№88 (6192) от 17 ноября 2023
«Время – как река. Перемены подготавливались исподволь». Беседы с Владимиром Панковым
На редакторство в газете «Рязанский комсомолец» в 1978 году Владимира Панкова благословил поэт Евгений Маркин. Узнав о назначении, написал ему из своего родного Клетина письмо, в котором обрисовал все преимущества этой должности для честного талантливого журналиста: больше возможностей донести свое мнение, добиваться справедливости, там, где это возможно. А ещё – писать в газету самому, стать пишущим редактором. На себе испытавший тяжесть партийной длани, Евгений Фёдорович предостерегал новоиспеченного начальника – не забывай делать плановые вещи, не презирай подёнщину, а то попадёшь в немилость к областному руководству. А оно в то время страсть как не любило людей самостоятельных, со своим мнением. Но до этих знаменательных событий Владимиру Панкову пришлось пережить падение. С дельтаплана…

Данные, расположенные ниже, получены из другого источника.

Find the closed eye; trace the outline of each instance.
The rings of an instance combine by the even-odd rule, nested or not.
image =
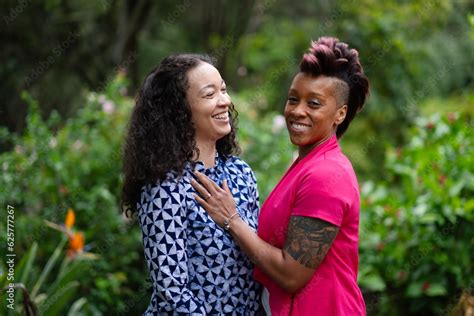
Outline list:
[[[317,108],[321,106],[321,102],[319,102],[318,100],[310,100],[308,101],[308,105],[310,107]]]
[[[288,103],[290,103],[290,104],[298,103],[298,98],[297,98],[297,97],[289,96],[289,97],[288,97]]]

В.П. – Мы с Валерием Гельштейном организовывали в Рязани первые фестивали дельтапланеристов на приз Крякутного – устраивали показательные выступления прямо на кремлёвском валу. Народу собиралось много – зрелище, действительно, было эпическое. Увлекся полётами и я. На одной из тренировок под Рязанью не рассчитал траекторию взлета, совершил ошибку на старте и чуть не потерял правую руку – рязанские хирурги несколько часов собирали её по частям. Но, слава Богу, обошлось. Четыре месяца провёл в гипсе, а когда вышел на работу, меня ожидал сюрприз. Обком партии предложил возглавить редакцию молодёжки – прежний редактор Олег Севергин уехал в Москву, и несколько месяцев вакантная должность пустовала – ждали моего выхода с больничного. Видимо, все время, пока я состоял в обкомовском пуле журналистов, ко мне присматривались, и решили, что газету я потяну. Запомнился ещё один совет Жени Маркина: учитывать интерес читателя, не брезговать ни кроссвордами, ни всякими развлекательными рубриками – только так газета будет набирать популярность. Честно говоря, я этим поначалу пренебрёг, и вполне закономерно продажи газет в киосках пошли вниз. Собрались всей редакцией и решили: говорить с читателем на нормальном человеческом языке, без казёнщины и лозунгов. А героями публикаций делать не только комсомольских активистов и передовиков, но и людей обычных, однако по-своему интересных – лесников, плотников, бондарей, защитников природы и т.д. А на радость обкому мы завели актуальную по тем временам рубрику «Молодость Нечерноземья». Писали, естественно, и о соцсоревнованиях комсомольцев, молодежных бригадах, о шефстве молодёжи над строительством сельских объектов соцкультбыта. Это сейчас всё выглядит диковато. А в те времена энтузиазма у молодежи хватало. И хороших дел было немало. А нам удавалось совмещать приятное с нужным, обязательным. Такая тактика во многом нас спасала.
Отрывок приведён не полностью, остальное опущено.